It was one of the chief reasons kids built shacks in the early 1970s: to hide their stash of Playboy magazines.
Playboy was pretty racy fare back then, and any kid whose mother caught him with one might not survive into adulthood. And so, we built shacks.
We'd walk miles to the new housing projects and scavenge supplies. We'd build shacks in the woods and secure them with locks.
Once the shack was built, kids had two goals in life: secure whatever Playboys we were able to acquire and raid other kids' shacks to swipe their Playboys.
That is how I came upon the famous Barbi Benton issue.
Another kid two blocks away -- I didn't know him well, but we'd later become best friends -- had built a shack with his group of pals. Despite it having a big Master lock on the door, one yank caused the door's hinges to fall off.
When I went inside, I hit the mother lode: There sat a stack of six or seven Playboys, including the coveted Barbi Benton issue.
I got to thinking about the old shack days recently after learning that Playboy Enterprises is for sale.
As it goes, in an era in which racy stuff is now everywhere, the magazine's circulation is in decline. The company is losing lots of dough. Its stock is tanking.
Money has gotten so tight, says the U.K. Telegraph, that old Hugh Hefner, the magazine's founder, has had to lay off household staff. To generate new revenue, the company is charging people to attend the famous parties at the Playboy Mansion.
What's worse, Hef's three blond-haired girlfriends -- the ones featured in cable TV's "The Girls Next Door" -- have moved on. They've taken advantage of new opportunities.
And I thought those girls liked the 83-year-old Hef for who he was. I never expected they might use his fame to advance their own careers.
It's a shame to see old Hef, still kicking around in his silk bathrobe, looking as tired and unhip as his old magazine.
Sure, he had a heck of a run. For a spell, in the '50s, he had been living the way most families lived -- he had a wife, two kids and a modest home in the suburbs -- but he left his wife to fulfill his dream.

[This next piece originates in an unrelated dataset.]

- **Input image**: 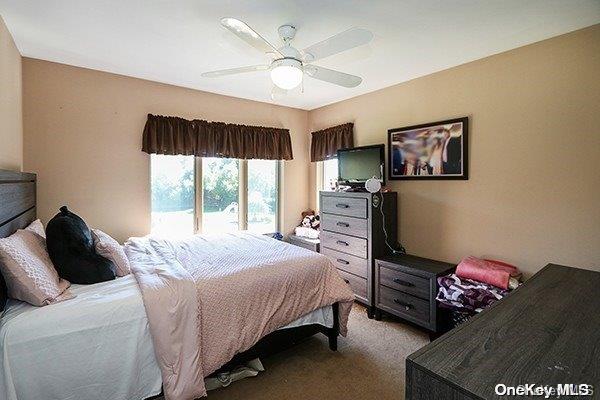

He borrowed dough and bought some nude photos of Marilyn Monroe. He launched Playboy, and it was an instant success. Apparently, men liked the idea of looking at beautiful women without their duds on, and Hef's new magazine cleverly took the shame out of it.
To be sure, his magazine was groundbreaking in its day. Its interviews with the movers and shakers of that time made for good reading.
And, true, he has become an American icon of sorts. He did achieve tremendous material wealth -- he did have his share of influence over his times. According to the Telegraph, for instance, he believes he had a central role in advancing the sexual revolution.
He surely played a role in helping America overcome its repressive ways -- how things were before young women routinely got excessively drunk and eagerly flashed their parts for a "Girls Gone Wild" cameraman.
Now that his girlfriends have moved on to bigger things, old Hef is auditioning other young beauties to fill the void. Lucky for him, there will always be other young beauties waiting in line -- so long as his magazine's sale generates enough dough so that he can keep on supporting them.
In any event, if kids are still building shacks, I doubt anyone would worry much that they might be locking up their Playboys.
Thanks, in part, to old opportunists like Hef -- he became rich and famous attacking our stodgy, old moralities and contributed to the coarsening of our culture in the process -- today's parents have lots more to worry about than a couple of Playboy magazines.